Denizens of the 21st century complain of how super-specialized the practice of medicine has become. Few modern medical students aim to be generalists – even the discipline now known as Family Practice is a specialty – as most aim for many additional years of training to become expert in scientific minutiae.
It would appear, however, that our world has nothing on 19th century Paris.
The City of Lights in the epoch between Napoleon and the Franco-Prussian War was an epicenter of medical study, one reason being that French citizens were entitled to free medical care by royal decree. Students and young doctors flocked there from all over the continent, and from across the Atlantic, because of the amazing proliferation of facilities dedicated to very specific conditions and illnesses. No where else could doctors-in-training see so much pathology at the sides of renowned clinicians all in the same place.
Obstetrical complications? That would be Hôpital de la Maternité, with no fewer than a dozen births per day. Gravely sick children? The largest such hospice in the country was Hôpital des Enfants-Malades, sadly filled to capacity. Venereal diseases? There were two: for the women, Hôpital Lourcine, and for the men, Hôpital du Midi – the former being a house of tertiary-staged horrors, and the latter, while equally ghastly, mandating in the earliest years the additional ‘treatment’ of public whippings to teach patients to stay away from strumpets and keep their trousers on.
Lunatic women of childbearing years, idiots and imbeciles and morons of both genders, the terminally ill, the deaf, the blind, the dumb… all had their own specific destinations in the capital. There was a hospital for elderly married couples who wanted to die together in the same room (they could bring their own furniture and effects, the price of admission in part being bequeathment to the facility on joint passing of all personal property).
Lepers, however, were not welcomed, and instead were shipped out of the city limits should any show up at the front doors.
There was even Hôpital des Enfants-Trouvés for homeless children (distinct from an orphanage, as Enfants-Trouvés had physicians on staff to tend to the lesser ailments of the abandoned whose sicknesses didn’t quite require admission to Enfants-Malades). Some of the arrivals were orphaned when their mothers died at la Maternité (1:50), while others were voluntarily surrendered by caretakers unable to provide for their special needs. When these youngsters were deemed medically stable, they were offered for public adoption, though without surprise, many stayed at Enfants-Trouvés until they reached majority and were turned back to the streets by the hundreds.

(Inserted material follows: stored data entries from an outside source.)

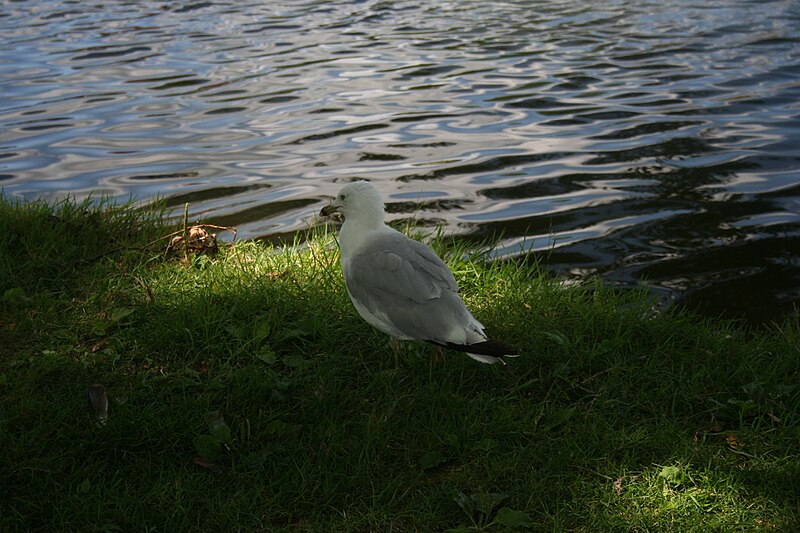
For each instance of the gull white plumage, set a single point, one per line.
(400, 286)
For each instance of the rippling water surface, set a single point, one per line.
(654, 141)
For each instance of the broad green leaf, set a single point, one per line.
(513, 518)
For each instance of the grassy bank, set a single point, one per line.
(245, 393)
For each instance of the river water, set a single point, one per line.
(652, 141)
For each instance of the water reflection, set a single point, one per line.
(652, 141)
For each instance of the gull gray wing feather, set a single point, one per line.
(405, 285)
(400, 267)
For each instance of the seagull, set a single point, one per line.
(399, 285)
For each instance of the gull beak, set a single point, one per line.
(328, 210)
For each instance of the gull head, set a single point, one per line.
(359, 201)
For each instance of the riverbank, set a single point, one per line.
(245, 393)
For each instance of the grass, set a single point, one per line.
(246, 394)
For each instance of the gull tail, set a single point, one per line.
(488, 351)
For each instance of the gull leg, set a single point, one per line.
(396, 351)
(438, 356)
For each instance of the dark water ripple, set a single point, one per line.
(643, 141)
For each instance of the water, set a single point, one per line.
(651, 140)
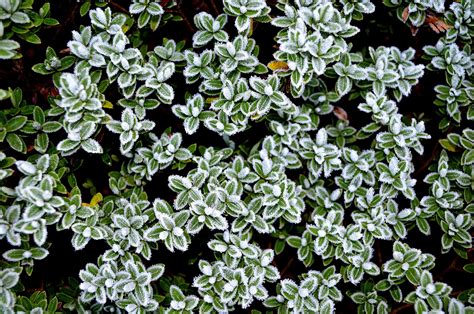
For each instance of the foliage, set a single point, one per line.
(231, 167)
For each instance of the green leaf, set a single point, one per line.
(85, 8)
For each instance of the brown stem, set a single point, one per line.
(118, 7)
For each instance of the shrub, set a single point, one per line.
(295, 156)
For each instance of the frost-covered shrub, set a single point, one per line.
(270, 159)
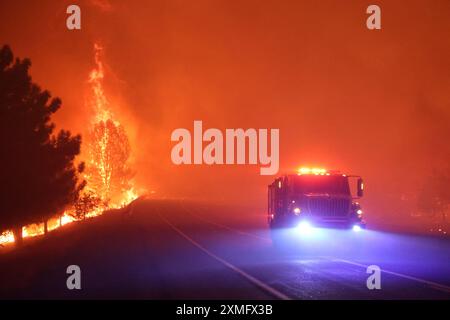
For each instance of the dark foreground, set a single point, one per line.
(178, 250)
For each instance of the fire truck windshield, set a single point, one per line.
(305, 184)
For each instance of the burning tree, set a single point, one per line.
(37, 168)
(108, 173)
(85, 204)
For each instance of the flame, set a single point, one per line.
(107, 168)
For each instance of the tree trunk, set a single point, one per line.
(18, 239)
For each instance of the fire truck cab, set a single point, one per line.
(315, 198)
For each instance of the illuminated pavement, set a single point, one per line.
(179, 250)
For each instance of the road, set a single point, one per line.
(183, 250)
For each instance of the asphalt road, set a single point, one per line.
(182, 250)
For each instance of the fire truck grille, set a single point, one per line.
(329, 207)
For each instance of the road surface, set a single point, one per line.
(182, 250)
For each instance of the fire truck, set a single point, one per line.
(316, 198)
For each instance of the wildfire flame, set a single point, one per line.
(108, 174)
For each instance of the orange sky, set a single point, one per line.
(374, 103)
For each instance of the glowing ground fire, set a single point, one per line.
(108, 174)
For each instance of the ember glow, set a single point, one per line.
(108, 174)
(108, 171)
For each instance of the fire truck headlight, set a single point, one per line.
(305, 227)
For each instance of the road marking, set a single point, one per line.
(249, 277)
(226, 227)
(432, 284)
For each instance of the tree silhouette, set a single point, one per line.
(37, 170)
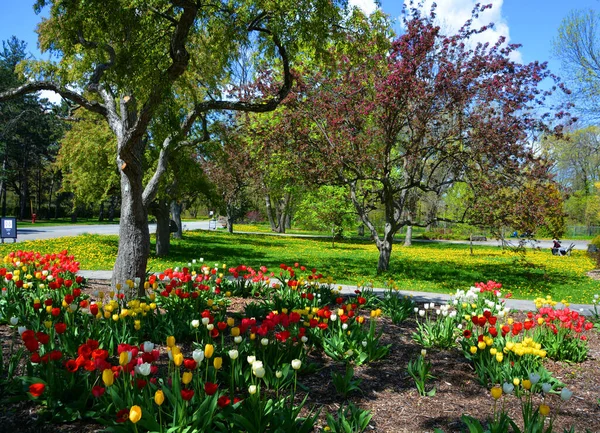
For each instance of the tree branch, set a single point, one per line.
(36, 86)
(264, 106)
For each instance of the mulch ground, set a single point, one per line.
(389, 392)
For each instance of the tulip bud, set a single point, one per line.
(159, 397)
(198, 355)
(186, 378)
(218, 362)
(135, 414)
(108, 377)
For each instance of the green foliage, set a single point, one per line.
(438, 331)
(86, 159)
(430, 267)
(328, 209)
(419, 369)
(349, 419)
(345, 383)
(398, 308)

Enfants-Trouvés had an anonymous drop-zone called le tour d’abandon (‘the desertion tower’) where sliding doors and a small bell would herald to the nurses within the arrival of a new human deposit. The citizens of Paris were encouraged to mark their children so they could potentially be reclaimed, though very few were ever later sought.
The American doctors in town, however, were most astonished by École Pratique d’Anatomie. While not a hospital per se – it was more of a pathology foundation – it allowed any physician, for the equivalent of $6, to access his own personal cadaver for dissection (no doubt many of whom were unfortunate former patients of Paris’ other healing institutions). In the early 19th century, human dissection remained illegal in the U.S., and many practitioners there had to resort to grave robbing to obtain specimens. In Paris, for a modest fee, cadavers were plentiful for the taking.
There was one small catch. The stuffy and warm dissection room often contained two dozen physicians whittling away on unpreserved corpses. The smell was said to be overpowering, and at the end of the day, leftover chunks of the deceased were tossed to packs of snarling street dogs who waited out back.